From: Stefan B. <ste...@be...> - 2010-04-07 07:45:31
|
Roussi Roussev, 06.04.2010 23:41: > I am experimenting with elementtree and jython 2.5.1 but its performance > is far from lxml. What would it take to get the jython xml performance > on-par with the C library? Writing a Java XML parser that runs as fast as the C based parsers, I guess. Both cElementTree and lxml.etree quite easily beat the existing Java parsers in terms of performance - at least according to the last benchmarks I read, cross-platform benchmarks are really rare. Most of the time, the platform is fixed anyway, so there's little benefit from looking around. > Has anyone tried to optimize it? Any > fundamental roadblocks?

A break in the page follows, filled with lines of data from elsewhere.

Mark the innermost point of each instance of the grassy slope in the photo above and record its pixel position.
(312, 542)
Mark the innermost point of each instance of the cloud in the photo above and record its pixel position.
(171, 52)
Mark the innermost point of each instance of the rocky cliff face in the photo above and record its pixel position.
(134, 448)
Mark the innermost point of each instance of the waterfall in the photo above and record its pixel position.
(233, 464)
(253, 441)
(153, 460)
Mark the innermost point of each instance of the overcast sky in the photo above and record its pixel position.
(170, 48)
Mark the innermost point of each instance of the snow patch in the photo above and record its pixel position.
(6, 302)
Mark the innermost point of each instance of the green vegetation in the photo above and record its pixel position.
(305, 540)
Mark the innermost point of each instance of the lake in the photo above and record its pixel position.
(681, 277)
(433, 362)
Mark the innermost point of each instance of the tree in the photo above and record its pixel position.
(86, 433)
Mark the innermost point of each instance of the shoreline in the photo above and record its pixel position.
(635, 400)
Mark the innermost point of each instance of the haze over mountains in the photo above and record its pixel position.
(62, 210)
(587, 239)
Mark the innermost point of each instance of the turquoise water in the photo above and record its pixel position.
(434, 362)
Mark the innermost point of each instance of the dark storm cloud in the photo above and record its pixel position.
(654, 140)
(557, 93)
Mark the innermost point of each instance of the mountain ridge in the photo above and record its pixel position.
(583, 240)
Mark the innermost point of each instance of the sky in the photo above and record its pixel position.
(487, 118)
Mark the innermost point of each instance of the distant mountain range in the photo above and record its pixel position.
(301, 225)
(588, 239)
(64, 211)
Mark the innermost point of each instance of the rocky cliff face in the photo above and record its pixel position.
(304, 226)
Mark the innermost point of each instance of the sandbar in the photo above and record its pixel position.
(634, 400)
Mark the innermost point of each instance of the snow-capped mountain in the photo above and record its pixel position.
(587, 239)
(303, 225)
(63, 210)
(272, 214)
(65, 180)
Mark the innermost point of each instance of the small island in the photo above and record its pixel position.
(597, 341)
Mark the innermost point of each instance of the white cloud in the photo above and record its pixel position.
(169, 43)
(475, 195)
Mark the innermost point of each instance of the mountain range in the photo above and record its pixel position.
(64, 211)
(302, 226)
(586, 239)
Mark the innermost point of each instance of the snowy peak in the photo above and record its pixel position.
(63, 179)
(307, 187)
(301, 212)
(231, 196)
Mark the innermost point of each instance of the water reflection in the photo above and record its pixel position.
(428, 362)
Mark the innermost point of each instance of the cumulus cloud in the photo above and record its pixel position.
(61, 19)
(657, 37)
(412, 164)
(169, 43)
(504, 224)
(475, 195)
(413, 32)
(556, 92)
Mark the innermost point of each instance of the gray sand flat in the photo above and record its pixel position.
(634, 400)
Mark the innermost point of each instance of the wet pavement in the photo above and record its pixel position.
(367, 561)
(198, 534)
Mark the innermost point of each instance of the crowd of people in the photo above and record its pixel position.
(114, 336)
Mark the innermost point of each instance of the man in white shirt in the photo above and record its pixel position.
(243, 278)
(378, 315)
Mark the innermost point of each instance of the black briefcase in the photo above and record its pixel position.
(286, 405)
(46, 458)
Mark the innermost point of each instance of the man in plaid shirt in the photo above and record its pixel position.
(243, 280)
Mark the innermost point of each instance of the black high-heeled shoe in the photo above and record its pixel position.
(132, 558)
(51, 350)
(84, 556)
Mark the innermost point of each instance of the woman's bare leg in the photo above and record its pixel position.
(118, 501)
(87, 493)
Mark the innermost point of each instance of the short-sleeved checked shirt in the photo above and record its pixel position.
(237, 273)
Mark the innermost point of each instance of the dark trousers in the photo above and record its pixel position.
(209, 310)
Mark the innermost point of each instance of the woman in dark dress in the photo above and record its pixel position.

Could someone provide pointers to an in-depth > discussion if it has happened before? I don't remember any major discussion on this, not even when I brought it up on the list. It is true that the ElementTree adaptor for Java isn't particularly tuned. I would expect that you could get it to run a lot faster by running it through a profiler and turning some screws here and there. Another thing to consider is the approach that lxml has taken: write a Python wrapper around a native DOM tree. But that's certainly a lot more work (and likely also a lot less memory friendly) than just tuning ElementTree for Jython. Stefan |